In the first place is the insoluble problem that it is unknown what must be regarded as the manifestation of danger. Is it an argument? Making threats? A slap? Or must actual harm be done? How is behavior deriving from psychiatric disorders to be distinguished from that which is not? After all, “No psychiatric disorder exists which autonomously and predictably leads to direct danger.”
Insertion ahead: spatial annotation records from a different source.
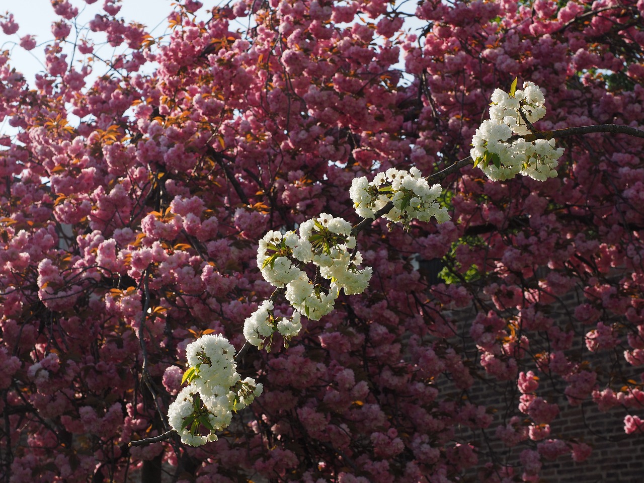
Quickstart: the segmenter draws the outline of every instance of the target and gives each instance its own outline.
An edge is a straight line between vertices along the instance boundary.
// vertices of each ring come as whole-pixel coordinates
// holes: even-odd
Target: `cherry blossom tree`
[[[81,3],[0,21],[5,481],[536,481],[592,454],[565,411],[644,430],[643,0],[184,0],[160,37]],[[545,112],[489,109],[515,78]],[[369,201],[391,169],[442,223]],[[303,227],[332,311],[276,278]],[[220,419],[182,388],[216,356]]]

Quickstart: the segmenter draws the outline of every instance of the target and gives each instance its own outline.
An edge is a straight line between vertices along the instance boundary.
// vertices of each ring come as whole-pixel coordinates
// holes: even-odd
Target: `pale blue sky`
[[[97,14],[104,13],[103,1],[98,0],[88,5],[84,0],[71,0],[71,4],[81,11],[77,22],[79,28],[82,28]],[[119,15],[125,18],[126,22],[135,21],[145,24],[149,30],[152,30],[153,35],[160,35],[166,29],[166,19],[171,11],[171,0],[122,0]],[[0,30],[0,49],[8,49],[12,52],[12,65],[31,80],[36,73],[43,70],[43,48],[37,46],[28,52],[17,44],[21,37],[27,34],[35,35],[39,44],[48,43],[53,39],[52,22],[59,17],[53,13],[50,0],[0,0],[0,13],[7,11],[14,14],[20,28],[11,35],[6,35]],[[101,37],[100,34],[95,33],[91,33],[91,35],[95,43],[104,39],[104,36]],[[73,40],[74,38],[72,28],[69,39]],[[103,53],[105,57],[109,57],[113,52],[112,47],[105,45],[100,48],[99,54]]]

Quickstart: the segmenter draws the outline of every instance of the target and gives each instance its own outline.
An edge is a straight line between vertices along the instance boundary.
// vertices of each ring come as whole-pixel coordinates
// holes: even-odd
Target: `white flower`
[[[290,319],[283,317],[278,322],[278,331],[285,339],[290,339],[299,334],[302,329],[301,314],[296,310]]]
[[[176,399],[167,408],[167,419],[170,426],[181,437],[182,442],[191,446],[200,446],[208,441],[217,440],[217,435],[212,431],[205,435],[193,435],[190,432],[190,425],[182,429],[184,421],[194,412],[193,395],[198,393],[196,387],[189,384],[181,390],[176,395]],[[207,417],[211,424],[216,422],[214,415],[209,415]]]
[[[269,311],[272,310],[273,303],[270,300],[265,300],[257,310],[244,321],[243,336],[247,341],[256,347],[260,346],[264,339],[270,337],[273,333],[273,326],[269,321]]]
[[[506,142],[513,134],[530,133],[524,118],[531,124],[545,115],[541,90],[530,82],[524,83],[524,90],[517,90],[513,97],[499,89],[495,90],[490,120],[481,124],[472,138],[469,155],[493,180],[509,179],[519,173],[541,181],[557,175],[557,160],[564,150],[555,149],[554,140]],[[444,220],[444,214],[439,216]]]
Secondly, if the respective manifestation poses immediate danger, then as a rule a crime will have been committed. Threatening violence or putting others in danger is a criminal act. Criminal law does not wait for the harm to have actually transpired. That would mean that criminal behavior is “psychiatrized.” Stone pointed out the shifting roles of the massive institutions of psychiatry, justice, and welfare. “What has happened in the last two decades is that in the name of reform, the professionals within each of these social institutions have taken on the roles, functions, and goals of each other.” Luckey and Berman wrote about a change in the law regarding danger in Nebraska stipulating that certain people who used to be tried according to criminal law would now be involuntarily committed. This would mean that certain forms of criminal behavior would cause a person to be involuntarily committed while severely disabling psychiatric disorders, in particular many psychoses in which there is not a clear threat of danger, would not meet the criteria for involuntary commitment.
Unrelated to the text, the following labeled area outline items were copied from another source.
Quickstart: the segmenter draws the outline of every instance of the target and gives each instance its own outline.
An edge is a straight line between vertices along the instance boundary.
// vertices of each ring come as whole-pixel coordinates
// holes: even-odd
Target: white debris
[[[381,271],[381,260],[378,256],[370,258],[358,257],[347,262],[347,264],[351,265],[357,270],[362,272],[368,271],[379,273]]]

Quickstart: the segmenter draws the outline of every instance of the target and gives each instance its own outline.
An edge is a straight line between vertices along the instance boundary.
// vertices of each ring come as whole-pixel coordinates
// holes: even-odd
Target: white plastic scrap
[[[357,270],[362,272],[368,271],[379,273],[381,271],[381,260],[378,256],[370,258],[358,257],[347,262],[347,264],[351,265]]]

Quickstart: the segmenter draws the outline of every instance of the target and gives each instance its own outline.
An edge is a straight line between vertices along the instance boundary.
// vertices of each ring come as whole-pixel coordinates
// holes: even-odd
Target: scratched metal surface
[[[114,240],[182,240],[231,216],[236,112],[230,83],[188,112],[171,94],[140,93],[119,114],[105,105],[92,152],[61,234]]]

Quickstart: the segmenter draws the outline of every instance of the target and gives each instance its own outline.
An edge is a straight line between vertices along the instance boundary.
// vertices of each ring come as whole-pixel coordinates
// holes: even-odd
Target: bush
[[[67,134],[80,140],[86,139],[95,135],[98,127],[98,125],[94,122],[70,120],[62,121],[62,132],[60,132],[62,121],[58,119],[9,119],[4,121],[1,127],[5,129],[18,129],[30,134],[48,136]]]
Thirdly, it seems to me justifiable to fear that soon we will no longer be able to distinguish between a criminal act of posing danger and the manifestation of a psychiatric disorder. This distinction depends on the decision which interpretation of events is more valid. The choice will sometimes be in one direction and sometimes in the other. As what happens to people once they are channeled into psychiatry seems to be very much determined by legal procedures and rulings anyway, psychiatry will be “criminalized.” This risk is confirmed by Cocozza and Steadman’s findings that identical behaviors led to some ex-psychiatric patients being recommitted while others were arrested. Neither civil rights nor psychiatric clarity will be served when people displaying manifestations of danger are shifted arbitrarily whether in the direction of the criminal justice system or in the direction of psychiatry.
In summary, it is extraordinarily difficult to predict danger. Such predictions cannot or almost not be extrapolated from actual behavior. No criteria are known by which dangerous behavior can be predicted other than that such behavior has already been repeatedly displayed. Predicting danger with reasonable reliability is impossible.